Over the last 12 months, most of us have seen more of our home and garden than ever before. When we spend so much time at home every little thing gets noticed and during the last few months when the deciduous and herbaceous plants have been bare and asleep for the winter, we have had time to appreciate the skeleton of our gardens.

We have been able to spot gaps that may be there during the dormant season.

Areas which may be full of colour during spring or summer can be depressingly bare and perhaps should have some winter interest added.

There may be other areas more suited to midsummer cacophonies of colour which may be less visible during winter but parts of the garden which are constantly on view may need to be consistently colourful.

Another area of concern may be neighbouring windows which may overlook your own garden space.

This may never have posed a problem before but now, as more of us are spending more time working and living at home, this may be more of an issue.

Not that the neighbours want to be peering in but it can just be the feeling of being exposed that is the concern or to put it the other way around, the feeling of privacy and being enclosed when not overlooked adds significantly to the enjoyment of the garden.

If you have garden beds on your boundary then this can be quite simply rectified by planting specimens for screening in the right position but this can be more of a challenge if you don’t have garden space running right to the boundary or if your outdoor space is completely paved.

Many plants which can be used to screen can be grown in pots, containers and raised beds.

As the last few months have illustrated, it may be essential that such screening plants need to be evergreen and not naked during the winter.
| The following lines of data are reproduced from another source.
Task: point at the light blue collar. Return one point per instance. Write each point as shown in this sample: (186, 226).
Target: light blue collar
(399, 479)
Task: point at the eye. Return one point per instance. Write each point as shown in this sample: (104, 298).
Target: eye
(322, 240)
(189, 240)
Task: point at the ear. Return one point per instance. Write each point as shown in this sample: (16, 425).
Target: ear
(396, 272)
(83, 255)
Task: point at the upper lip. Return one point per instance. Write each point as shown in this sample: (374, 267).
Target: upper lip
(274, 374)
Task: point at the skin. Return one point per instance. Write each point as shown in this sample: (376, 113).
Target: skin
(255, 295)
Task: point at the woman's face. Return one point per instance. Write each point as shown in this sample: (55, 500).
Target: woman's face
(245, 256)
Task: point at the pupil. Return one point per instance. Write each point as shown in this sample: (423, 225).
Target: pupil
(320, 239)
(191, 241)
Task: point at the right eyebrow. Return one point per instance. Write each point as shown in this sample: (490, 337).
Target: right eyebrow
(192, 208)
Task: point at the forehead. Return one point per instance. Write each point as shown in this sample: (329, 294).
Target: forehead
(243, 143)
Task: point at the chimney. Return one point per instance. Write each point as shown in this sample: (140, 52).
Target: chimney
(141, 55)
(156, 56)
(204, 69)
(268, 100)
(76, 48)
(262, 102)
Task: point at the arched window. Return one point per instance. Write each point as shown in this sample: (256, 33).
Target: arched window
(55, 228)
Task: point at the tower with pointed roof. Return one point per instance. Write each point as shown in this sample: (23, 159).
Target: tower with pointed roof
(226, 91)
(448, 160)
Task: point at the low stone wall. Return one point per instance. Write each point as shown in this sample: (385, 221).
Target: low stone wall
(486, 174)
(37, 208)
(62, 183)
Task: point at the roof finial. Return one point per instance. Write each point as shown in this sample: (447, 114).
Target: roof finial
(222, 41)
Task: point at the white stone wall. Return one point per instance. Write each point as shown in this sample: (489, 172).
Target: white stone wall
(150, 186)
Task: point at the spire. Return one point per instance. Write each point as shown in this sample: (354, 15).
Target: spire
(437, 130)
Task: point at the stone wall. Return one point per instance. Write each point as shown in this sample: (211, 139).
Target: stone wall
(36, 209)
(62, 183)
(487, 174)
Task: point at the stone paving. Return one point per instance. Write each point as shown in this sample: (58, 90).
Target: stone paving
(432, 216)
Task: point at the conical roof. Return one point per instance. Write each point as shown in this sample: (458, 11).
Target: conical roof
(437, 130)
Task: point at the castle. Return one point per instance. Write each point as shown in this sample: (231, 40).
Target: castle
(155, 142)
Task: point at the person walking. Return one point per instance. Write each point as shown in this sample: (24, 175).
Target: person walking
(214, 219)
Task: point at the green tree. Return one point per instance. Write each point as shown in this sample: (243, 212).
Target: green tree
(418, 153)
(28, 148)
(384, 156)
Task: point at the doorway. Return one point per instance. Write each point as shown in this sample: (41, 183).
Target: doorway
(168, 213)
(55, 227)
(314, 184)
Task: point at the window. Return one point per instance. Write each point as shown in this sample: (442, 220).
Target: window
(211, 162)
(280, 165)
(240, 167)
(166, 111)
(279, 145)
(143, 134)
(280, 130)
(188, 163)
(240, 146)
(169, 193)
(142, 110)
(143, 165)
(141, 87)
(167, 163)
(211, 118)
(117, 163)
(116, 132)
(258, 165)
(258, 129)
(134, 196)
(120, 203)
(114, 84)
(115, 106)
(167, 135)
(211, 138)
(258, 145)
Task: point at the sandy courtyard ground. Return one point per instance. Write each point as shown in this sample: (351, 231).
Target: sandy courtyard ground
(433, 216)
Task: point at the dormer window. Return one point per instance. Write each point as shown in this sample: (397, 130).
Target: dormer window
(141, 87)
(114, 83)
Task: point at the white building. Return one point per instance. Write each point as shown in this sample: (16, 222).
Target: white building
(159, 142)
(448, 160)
Bamboos, many of which should come with a government warning if planted in the open ground, can be successfully grown in pots. The need for caution is because so many of them spread and spread and spread, often sending up shoots many metres away from where first planted.

Irish Examiner gardening columnist Peter Dowdall. Picture: John Allen
Irish Examiner gardening columnist Peter Dowdall. Picture: John Allen

Plant roots are intelligent, you see, and the meristematic region in the root cap will send the roots off in search of water.

This can often be found in water pipes, septic tanks or sewerage pipes, none of which are underground services with which you want problems.

By growing bamboos such as phyllostachys, one of the main culprits in the open ground, in a pot, you not only get to enjoy all the benefits and beautiful features of the bamboo, such as elegant, evergreen foliage, a light and airy texture and of course the beautiful rustling sound as they dance in the breeze, but you can also relax, safe in the knowledge that it cannot spread beyond the confines of its pot.

Phyllotsachys nigra, a really striking, blackstemmed bamboo, adds a touch of drama to the outdoors and will reach a height of three-four metres even in a
pot.

Removing the foliage from the lower part of the stems means that you get to admire more of the black stems and you can leave the foliage higher up on the pant where you need more screening.

Fargesia is a clump-forming genus of bamboo and thus, not as problematic in the open ground.

These too can be grown in pots and while the stems may not offer the glitz and glamour of some of the phyllostachys, if you want to enjoy the foliage at a lower level then fargesia may be the one for you as they tend to be fully furnished with leaves from low down in the plant offering a more dense screen.